Staking: Overview [273.75% APR]
Investors can lock BUFFI tokens in a state such that they no longer earn dividends from the BUFFI exchange contract but instead will earn a flat 0.75% per day on their capital. Anything earned from this interest rate can be withdrawn to your wallet without a fee but should you wish to take out your capital, a fee will be applied. Because the interest rate isn’t compounded automatically the base APR is 273.75% (365 * 0.75%), but the APY could be much higher by compounding interest daily.
There is no minimum deposit for staking but if you wish to take that value back later, it will have a percent taken off it.

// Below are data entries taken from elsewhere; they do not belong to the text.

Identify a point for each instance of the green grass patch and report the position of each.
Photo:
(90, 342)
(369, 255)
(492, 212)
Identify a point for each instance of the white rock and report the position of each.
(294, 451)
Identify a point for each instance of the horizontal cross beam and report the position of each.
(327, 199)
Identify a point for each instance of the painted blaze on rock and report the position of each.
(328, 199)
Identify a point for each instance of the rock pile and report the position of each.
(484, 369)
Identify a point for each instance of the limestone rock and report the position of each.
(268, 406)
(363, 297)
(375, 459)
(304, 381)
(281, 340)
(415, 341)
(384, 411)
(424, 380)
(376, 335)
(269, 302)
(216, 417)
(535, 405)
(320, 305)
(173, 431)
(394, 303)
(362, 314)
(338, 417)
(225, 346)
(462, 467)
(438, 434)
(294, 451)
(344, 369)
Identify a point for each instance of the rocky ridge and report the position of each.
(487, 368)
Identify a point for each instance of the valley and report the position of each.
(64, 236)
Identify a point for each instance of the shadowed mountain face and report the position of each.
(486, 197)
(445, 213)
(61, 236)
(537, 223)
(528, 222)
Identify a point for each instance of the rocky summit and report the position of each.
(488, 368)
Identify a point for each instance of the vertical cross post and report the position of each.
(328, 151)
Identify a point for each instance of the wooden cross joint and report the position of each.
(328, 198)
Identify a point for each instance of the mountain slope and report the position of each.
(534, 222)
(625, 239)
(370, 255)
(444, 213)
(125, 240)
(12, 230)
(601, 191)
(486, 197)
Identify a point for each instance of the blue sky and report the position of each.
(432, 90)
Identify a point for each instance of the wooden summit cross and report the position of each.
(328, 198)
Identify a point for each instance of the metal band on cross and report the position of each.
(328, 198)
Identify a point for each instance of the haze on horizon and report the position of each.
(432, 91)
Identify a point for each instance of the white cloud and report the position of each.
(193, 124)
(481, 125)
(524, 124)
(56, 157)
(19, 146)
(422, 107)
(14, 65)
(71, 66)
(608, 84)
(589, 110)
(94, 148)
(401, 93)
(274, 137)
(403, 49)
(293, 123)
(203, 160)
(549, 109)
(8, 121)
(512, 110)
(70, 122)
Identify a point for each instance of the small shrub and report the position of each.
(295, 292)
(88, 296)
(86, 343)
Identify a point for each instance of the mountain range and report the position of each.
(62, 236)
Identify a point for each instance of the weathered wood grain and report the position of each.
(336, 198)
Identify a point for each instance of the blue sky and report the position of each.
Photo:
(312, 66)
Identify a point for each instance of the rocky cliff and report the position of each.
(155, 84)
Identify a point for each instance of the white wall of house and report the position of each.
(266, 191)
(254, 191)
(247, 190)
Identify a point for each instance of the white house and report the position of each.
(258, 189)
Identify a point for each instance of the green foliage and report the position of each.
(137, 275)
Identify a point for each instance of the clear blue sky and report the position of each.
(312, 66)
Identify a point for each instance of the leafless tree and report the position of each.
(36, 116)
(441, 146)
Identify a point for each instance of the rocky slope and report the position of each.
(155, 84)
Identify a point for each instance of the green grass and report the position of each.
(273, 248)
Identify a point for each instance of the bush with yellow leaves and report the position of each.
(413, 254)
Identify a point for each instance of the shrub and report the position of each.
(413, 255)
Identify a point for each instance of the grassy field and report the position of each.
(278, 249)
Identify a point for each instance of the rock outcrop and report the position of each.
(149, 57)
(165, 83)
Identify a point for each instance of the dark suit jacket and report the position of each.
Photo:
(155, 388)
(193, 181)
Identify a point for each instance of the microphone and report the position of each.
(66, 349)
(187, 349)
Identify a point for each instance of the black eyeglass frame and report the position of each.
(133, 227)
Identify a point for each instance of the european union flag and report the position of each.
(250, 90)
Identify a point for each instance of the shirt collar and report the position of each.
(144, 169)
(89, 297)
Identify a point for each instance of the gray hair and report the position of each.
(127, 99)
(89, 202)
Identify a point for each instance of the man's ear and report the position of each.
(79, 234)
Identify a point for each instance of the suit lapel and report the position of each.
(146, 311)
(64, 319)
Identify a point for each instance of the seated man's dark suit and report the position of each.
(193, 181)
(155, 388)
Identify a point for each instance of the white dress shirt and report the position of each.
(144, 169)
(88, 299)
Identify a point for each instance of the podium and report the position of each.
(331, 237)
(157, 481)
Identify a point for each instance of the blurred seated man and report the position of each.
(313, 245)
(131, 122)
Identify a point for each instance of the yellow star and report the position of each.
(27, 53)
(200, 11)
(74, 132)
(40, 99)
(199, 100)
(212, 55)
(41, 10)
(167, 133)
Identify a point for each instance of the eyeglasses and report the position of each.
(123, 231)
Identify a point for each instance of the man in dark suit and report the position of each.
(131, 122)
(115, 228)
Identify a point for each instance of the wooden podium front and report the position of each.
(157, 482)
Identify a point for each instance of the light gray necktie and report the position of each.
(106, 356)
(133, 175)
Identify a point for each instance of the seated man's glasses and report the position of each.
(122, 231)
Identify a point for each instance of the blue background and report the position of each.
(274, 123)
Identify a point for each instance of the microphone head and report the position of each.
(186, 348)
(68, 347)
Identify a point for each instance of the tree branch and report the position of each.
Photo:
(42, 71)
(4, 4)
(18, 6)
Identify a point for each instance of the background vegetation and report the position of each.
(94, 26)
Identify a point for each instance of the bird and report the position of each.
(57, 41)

The contract will account for all of the interest accrued across all investors as well as the entire liquidate-able amount and provide a surplus percent. To guarantee that you will break even, the surplus percentage upon investing needs to be more than 10%, from here you just need to leave your capital to gather interest for 13 days (10 / 0.75) and you will be able to withdraw everything you initially deposited.
All tokens earned via interest can either be reinvested back into your capital or withdrawn directly to your wallet. There is no fee for withdrawing or reinvesting your BUFFI profits.
At any point you can liquidate all of your capital and withdraw it to your wallet. There is a 10% liquidation fee and as such you will only receive 90% of your capital investment back.
Staking: The Catch
Because this contract is essentially printing free BUFFI for investors, it is possible that the contract will not be able to afford to pay everyone out. The surplus is an indicator of this and if it falls below 0%, it means the contract is no longer solvent.
Due to the liquidation fee and the fact that holding tokens earns dividends, the contract should be able to maintain at least a 10% surplus for a lot longer than other contracts of this nature but just beware of the risk and keep an eye on the surplus.